The Omicron variant of the virus has more than 30 mutations in its spike protein, which Hansen explains could make it more contagious, could cause more severe infection in patients, and could be resistant to vaccines. None of this has been determined yet, however. There were similar concerns surrounding the Delta variant, against which the vaccines proved effective.
"We've seen a lot of variants pop up over the last eight months or so, and most of them, for example Lambda, have not amounted to much," says Hansen. "And they're detected because scientists are constantly running surveillance on Covid.

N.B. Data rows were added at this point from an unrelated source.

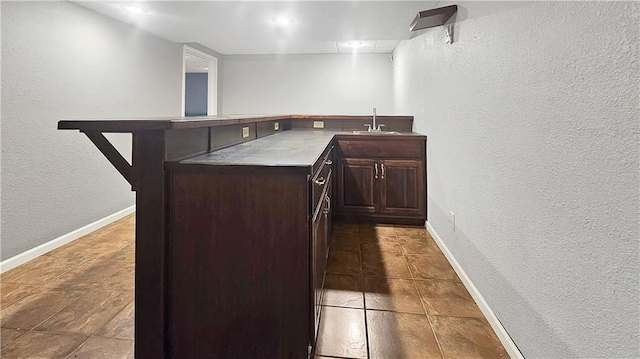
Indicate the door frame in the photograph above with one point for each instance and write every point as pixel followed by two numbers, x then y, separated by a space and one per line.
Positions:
pixel 212 78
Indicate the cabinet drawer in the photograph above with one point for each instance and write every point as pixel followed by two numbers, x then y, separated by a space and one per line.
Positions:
pixel 369 148
pixel 318 184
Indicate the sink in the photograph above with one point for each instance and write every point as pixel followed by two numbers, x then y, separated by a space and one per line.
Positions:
pixel 376 132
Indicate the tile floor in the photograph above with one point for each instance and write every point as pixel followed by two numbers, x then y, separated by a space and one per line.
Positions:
pixel 390 293
pixel 73 302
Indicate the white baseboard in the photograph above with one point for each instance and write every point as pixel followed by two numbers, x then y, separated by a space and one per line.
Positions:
pixel 33 253
pixel 493 320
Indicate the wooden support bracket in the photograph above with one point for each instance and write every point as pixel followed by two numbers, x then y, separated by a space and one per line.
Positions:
pixel 110 152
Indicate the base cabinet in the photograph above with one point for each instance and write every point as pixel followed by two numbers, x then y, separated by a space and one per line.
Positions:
pixel 385 187
pixel 402 187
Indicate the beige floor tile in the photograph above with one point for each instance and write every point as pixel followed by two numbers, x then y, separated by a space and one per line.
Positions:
pixel 342 333
pixel 120 326
pixel 400 335
pixel 12 292
pixel 42 345
pixel 36 307
pixel 398 295
pixel 385 264
pixel 123 279
pixel 104 348
pixel 87 314
pixel 431 267
pixel 41 270
pixel 447 298
pixel 343 291
pixel 467 338
pixel 8 336
pixel 89 275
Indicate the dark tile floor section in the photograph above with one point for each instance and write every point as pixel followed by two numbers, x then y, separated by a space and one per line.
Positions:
pixel 389 293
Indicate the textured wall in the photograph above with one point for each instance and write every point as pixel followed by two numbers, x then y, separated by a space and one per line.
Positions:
pixel 532 118
pixel 61 61
pixel 307 84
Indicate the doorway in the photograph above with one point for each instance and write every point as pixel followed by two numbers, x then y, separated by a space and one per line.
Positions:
pixel 199 83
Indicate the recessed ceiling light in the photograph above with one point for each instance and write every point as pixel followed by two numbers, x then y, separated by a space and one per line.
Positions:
pixel 282 20
pixel 134 9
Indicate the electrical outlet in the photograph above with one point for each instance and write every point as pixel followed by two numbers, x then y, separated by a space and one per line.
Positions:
pixel 452 221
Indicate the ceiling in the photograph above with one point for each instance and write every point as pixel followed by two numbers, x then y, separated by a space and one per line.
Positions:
pixel 250 27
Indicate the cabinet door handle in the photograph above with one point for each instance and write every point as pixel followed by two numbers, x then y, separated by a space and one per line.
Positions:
pixel 328 209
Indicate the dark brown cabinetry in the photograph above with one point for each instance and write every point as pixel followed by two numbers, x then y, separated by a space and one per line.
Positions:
pixel 321 230
pixel 381 180
pixel 231 231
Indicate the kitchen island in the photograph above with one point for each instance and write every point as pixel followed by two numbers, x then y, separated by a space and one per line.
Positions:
pixel 233 215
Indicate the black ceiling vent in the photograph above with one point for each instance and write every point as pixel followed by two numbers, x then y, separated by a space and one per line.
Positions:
pixel 433 17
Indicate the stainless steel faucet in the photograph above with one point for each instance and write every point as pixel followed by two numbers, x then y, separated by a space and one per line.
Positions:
pixel 374 120
pixel 372 126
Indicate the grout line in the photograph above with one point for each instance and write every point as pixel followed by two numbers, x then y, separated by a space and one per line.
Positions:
pixel 364 297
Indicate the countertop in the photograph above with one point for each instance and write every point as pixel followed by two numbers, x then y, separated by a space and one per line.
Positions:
pixel 294 148
pixel 168 123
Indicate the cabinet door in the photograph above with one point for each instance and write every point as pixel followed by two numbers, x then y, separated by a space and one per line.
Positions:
pixel 357 185
pixel 318 261
pixel 403 187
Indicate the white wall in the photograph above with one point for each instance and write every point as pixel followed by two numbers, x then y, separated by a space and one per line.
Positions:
pixel 61 61
pixel 532 118
pixel 307 84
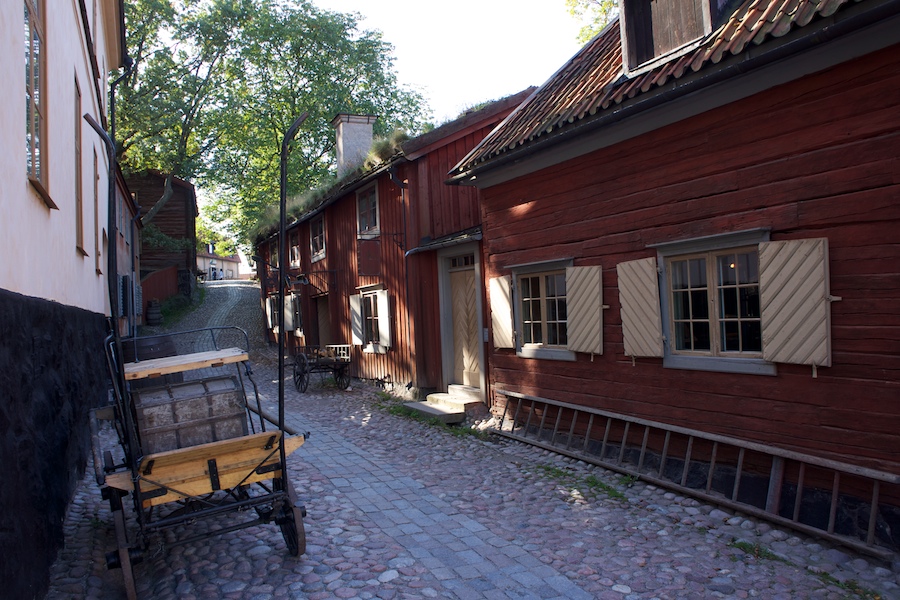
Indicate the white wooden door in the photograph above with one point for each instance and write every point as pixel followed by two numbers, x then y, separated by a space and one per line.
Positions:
pixel 466 368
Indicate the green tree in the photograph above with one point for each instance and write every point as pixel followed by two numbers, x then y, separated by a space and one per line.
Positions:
pixel 217 83
pixel 595 14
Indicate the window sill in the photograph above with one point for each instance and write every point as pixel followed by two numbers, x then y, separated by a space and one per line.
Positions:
pixel 746 366
pixel 42 191
pixel 546 354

But here we are with a new one, and it has a special level of concern, not only because it has more mutations in the spike protein, but also because some of those mutations are the same mutations as the other four variants of concern."
He adds that we won't know how the variant interacts with vaccines until a few weeks have passed. So far, however, studies indicate that Omicron is much faster-spreading than the Delta variant, and carries a higher risk of reinfection.
"If Omicron does render our vaccines useless, that would basically mean we would be experiencing a whole new pandemic again, a whole other 2020, unless these vaccines are quickly tweaked for the new variant," he says. "That's why you have these vaccine makers jumping on this right now."